OSHA Releases Updated COVID-19 Respiratory Protection Guidance for LTC Communities

OSHA Releases Updated COVID-19 Respiratory Protection Guidance for LTC Communities

OSHA Releases Updated COVID-19 Respiratory Protection Guidance for Long-Term Care Communities

Arnall Golden Gregory LLP  Jennifer Hilliard
JD Supra

Long-Term Care Facilities (LTCFs) have not heard much from the Occupational Safety and Health Administration (OSHA) in terms of specific industry guidance since the middle of May when the agency released a one-page document consisting of bulleted “tips” to reduce the risk of worker exposure to the coronavirus.  That changed, however, on October 30, 2020, with the release of a seven-page guidance document that addresses respiratory protection in LTCFs, including nursing homes, assisted living facilities, inpatient hospice, convalescent homes, and group homes with nursing care.

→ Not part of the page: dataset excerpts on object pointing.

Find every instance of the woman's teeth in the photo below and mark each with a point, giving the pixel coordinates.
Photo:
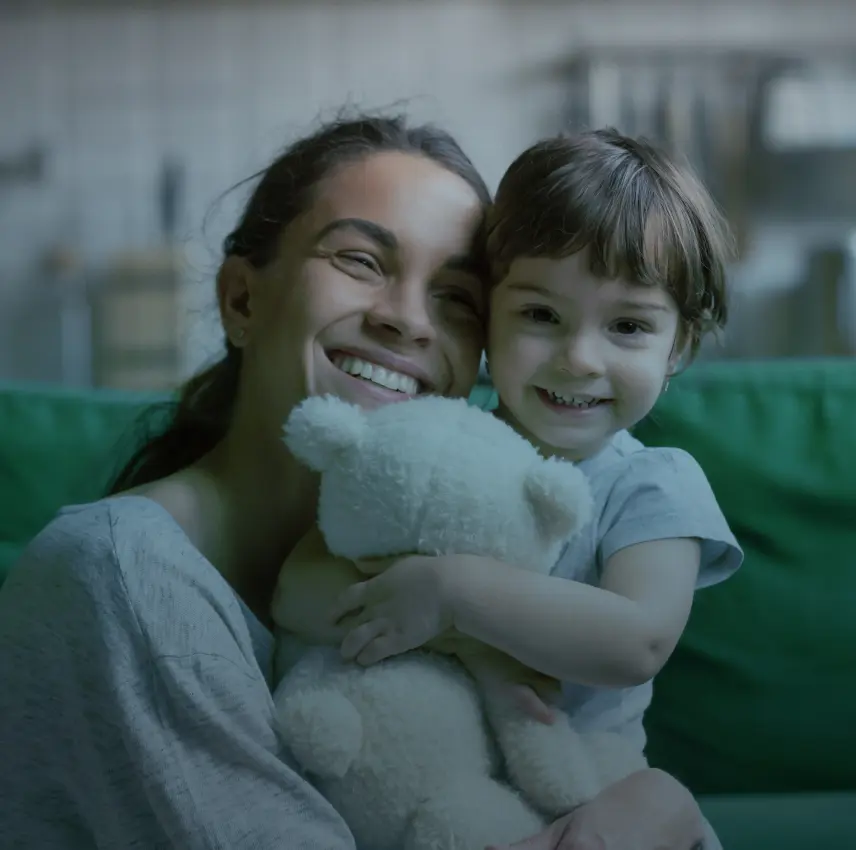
(377, 374)
(572, 401)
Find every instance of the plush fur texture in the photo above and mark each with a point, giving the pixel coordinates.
(410, 751)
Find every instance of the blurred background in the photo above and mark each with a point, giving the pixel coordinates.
(122, 123)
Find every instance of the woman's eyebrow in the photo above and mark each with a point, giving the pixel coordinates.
(376, 232)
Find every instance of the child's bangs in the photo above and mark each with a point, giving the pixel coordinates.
(648, 242)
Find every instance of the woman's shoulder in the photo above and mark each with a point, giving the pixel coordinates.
(82, 538)
(123, 562)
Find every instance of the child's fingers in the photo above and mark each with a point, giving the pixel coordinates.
(532, 705)
(360, 637)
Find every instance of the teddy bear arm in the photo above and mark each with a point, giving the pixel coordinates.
(552, 765)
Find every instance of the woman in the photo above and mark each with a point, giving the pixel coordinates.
(143, 618)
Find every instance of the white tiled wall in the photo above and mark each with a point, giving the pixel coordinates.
(110, 92)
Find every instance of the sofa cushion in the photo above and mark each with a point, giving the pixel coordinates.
(761, 693)
(57, 447)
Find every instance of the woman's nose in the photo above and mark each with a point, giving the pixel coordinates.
(403, 309)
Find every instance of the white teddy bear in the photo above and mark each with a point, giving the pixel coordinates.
(411, 751)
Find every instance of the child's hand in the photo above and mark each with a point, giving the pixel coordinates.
(399, 610)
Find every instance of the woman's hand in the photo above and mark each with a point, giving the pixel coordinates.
(648, 810)
(401, 609)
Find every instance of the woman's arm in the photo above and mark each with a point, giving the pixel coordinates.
(649, 810)
(166, 737)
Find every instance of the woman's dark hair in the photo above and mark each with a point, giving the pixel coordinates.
(200, 417)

The guidance document itself is fairly broad and contains links to several other OSHA documents and enforcement memoranda, as well as Centers for Disease Control and Prevention (CDC) pages, which are in need of review, update, and consolidation to keep them relevant at this stage of the pandemic.

Highlights from the OSHA guidance:

Hierarchy of Controls

Under OSHA’s hierarchy of controls, engineering controls, such as improving ventilation systems, and administrative controls, such as cohorting, hand hygiene, and other work practices, are preferred over the use of PPE and may prevent over-reliance on the use of respirators; however, the guidance also makes clear that respirators are required when close contact with someone who is known to have or suspected of having COVID-19 cannot be avoided. A written respiratory protection program (RPP) that is specific to the work-site is required in such instances.

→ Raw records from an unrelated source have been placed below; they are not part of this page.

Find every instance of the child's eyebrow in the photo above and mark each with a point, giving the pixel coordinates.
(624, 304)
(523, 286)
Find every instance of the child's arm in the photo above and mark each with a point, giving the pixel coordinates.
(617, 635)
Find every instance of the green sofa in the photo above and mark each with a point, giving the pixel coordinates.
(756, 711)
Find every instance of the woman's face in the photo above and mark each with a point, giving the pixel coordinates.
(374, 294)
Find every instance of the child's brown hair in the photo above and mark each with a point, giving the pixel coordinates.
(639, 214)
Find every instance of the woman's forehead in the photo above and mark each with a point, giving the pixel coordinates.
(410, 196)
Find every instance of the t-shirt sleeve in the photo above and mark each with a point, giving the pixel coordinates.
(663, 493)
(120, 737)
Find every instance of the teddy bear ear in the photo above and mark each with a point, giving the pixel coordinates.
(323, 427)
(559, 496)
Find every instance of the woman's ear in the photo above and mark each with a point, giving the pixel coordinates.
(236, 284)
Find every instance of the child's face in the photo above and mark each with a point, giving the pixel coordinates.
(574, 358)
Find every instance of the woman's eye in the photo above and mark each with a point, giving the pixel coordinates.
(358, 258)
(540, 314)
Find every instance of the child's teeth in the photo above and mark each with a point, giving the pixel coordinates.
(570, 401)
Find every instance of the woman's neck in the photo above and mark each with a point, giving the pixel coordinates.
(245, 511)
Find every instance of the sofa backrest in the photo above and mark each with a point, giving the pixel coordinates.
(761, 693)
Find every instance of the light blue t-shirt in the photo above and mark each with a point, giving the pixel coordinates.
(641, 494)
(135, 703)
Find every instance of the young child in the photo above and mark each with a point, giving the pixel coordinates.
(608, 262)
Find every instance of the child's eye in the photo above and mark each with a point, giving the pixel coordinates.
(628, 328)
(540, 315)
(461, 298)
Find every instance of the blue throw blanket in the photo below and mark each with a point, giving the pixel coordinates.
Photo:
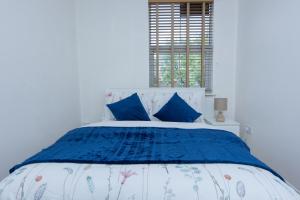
(147, 145)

Source Control Measures and Respirators

The guidance provides a very clear description of the differences among face coverings, face masks, FDA-cleared/authorized surgical masks, and respirators. It also provides insight into the circumstances in which each may be worn.  For staff in close contact with a resident confirmed to have or suspected of having SARS-CoV-2 infection, a NIOSH-approved N95 (or higher level) respirator is required.  A surgical N95 respirator must be worn if protection against exposure to splashes and sprays of infectious material from others is also needed.

RPPs

OSHA used the guidance to highlight important aspects of RPPs. While an in-depth review of the respiratory protection standard is needed to develop and implement an RPP, the guidance provides a shorthand glimpse into some aspects of RPPs emphasized by OSHA.

Program Administrator

A “suitably trained” program administrator to oversee all elements of the RPP is required. This can be the facility’s infection preventionist, a nurse administrator, such as the Director of Nursing, or an industrial hygiene consulting service.

Risk Assessment

Risk assessments are needed to identify those workers who are at risk of exposure and to what extent. The results can then be used to determine which workers must wear respirators in the workplace.

Medical Evaluations

Medical evaluations for workers required to use respirators are necessary to rule out contraindications to their ability to safely wear a respirator in the workplace. Many LTCFs use their medical director to conduct such evaluations.

Fit Testing

Because a respirator designed to be tight-fitting will not be effective absent a good seal on the face of the wearer, proper fit-testing is critical. Fit-testing is required prior to initial use of a respirator, whenever there is a change in the type, size, model, or make of the respirator, and annually thereafter.

Maintenance and Storage

It is crucial for LTCFs to establish maintenance and storage protocols to ensure that reusable respirators and disposable respirators used in accordance with CDC contingency and crisis strategies maintain their efficacy.

Training

Workers risk ineffective performance from respirators if they are not properly trained in how to put them on and take them off, perform a user seal check, and otherwise use them in a safe manner.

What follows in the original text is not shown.